In February 2023, Blum was named National Political Director and Public Relations Manager for Primacy Strategy Group (PSG), a government relations and public affairs firm based in St. Paul, Minnesota. In this role, he has directed government relations and advocacy engagements across Minnesota, North Dakota, South Dakota, Montana, Wisconsin, and Michigan, and has overseen the formation and administration of several political action committees on behalf of the firm and its clients.

== Politics ==

Elections for the North Dakota House of Representatives took place in 2016. The primary election took place on June 14, 2016, in which Blum was unopposed, and the general election was held on November 8, 2016.

Jake Blum defeated Grant Hauschild and incumbent Kylie Oversen in the North Dakota House of Representatives District 42 general election, and was distinguished as the top vote-getter in the 4-way race.

Focusing on workforce development throughout his tenure, Blum was a cosponsor of House Bill 1171 which created a skilled workforce student loan repayment program and a skilled workforce scholarship program. Blum introduced the legislation in the House Education Committee, and the bill was passed by both legislative chambers and signed into law by Governor Doug Burgum on April 26, 2019.

In April 2019, Blum successfully passed a House Concurrent Resolution through both legislative chambers, calling on the White House and Congressional Leadership to immediately proceed with construction of a Mexico–United States border wall. The resolution was co-sponsored by the House and Senate Majority leadership, and passed with super-majority support.

== Personal life ==

Blum is a resident of the Twin Cities metropolitan area, along with his wife Victoria (married 2023).
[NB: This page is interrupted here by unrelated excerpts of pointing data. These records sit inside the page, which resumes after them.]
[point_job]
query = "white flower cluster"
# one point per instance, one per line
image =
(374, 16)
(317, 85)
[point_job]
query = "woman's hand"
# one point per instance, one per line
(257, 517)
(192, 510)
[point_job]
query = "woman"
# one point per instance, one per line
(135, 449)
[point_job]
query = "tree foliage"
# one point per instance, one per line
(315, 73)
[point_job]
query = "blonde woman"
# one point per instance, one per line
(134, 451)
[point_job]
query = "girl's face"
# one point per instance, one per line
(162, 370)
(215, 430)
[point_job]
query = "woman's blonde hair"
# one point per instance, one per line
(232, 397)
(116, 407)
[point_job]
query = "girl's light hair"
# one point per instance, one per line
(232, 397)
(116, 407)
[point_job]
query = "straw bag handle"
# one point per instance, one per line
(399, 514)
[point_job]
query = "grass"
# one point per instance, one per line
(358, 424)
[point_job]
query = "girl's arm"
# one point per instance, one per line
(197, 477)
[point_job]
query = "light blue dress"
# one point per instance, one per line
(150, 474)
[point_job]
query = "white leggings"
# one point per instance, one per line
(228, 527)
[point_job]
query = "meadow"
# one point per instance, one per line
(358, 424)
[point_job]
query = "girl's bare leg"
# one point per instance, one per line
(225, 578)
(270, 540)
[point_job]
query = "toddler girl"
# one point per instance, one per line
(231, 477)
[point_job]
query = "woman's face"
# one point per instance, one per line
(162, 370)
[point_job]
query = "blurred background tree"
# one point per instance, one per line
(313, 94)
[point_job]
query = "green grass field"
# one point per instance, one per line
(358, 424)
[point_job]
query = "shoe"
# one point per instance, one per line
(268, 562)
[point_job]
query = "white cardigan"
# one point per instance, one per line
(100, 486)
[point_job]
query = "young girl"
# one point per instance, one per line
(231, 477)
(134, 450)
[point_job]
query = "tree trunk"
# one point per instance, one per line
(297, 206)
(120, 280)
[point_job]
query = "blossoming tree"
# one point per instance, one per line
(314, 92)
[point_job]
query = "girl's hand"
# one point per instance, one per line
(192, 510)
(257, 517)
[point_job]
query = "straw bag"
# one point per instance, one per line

Blum is a practicing Roman Catholic.

Blum is a descendant of John Lathrop Jerome, his third great-grandfather, who was a prominent attorney and businessman that relocated from New York to Colorado, where he built his career in the 1880s. Jerome served as Governor of the General Society of Colonial Wars, was a member of the Sons of the American Revolution and was a Trustee of Hamilton College. He was also a first cousin of Jennie Jerome, Lady Randolph Churchill, making him a relative of her son, British Prime Minister Winston Churchill.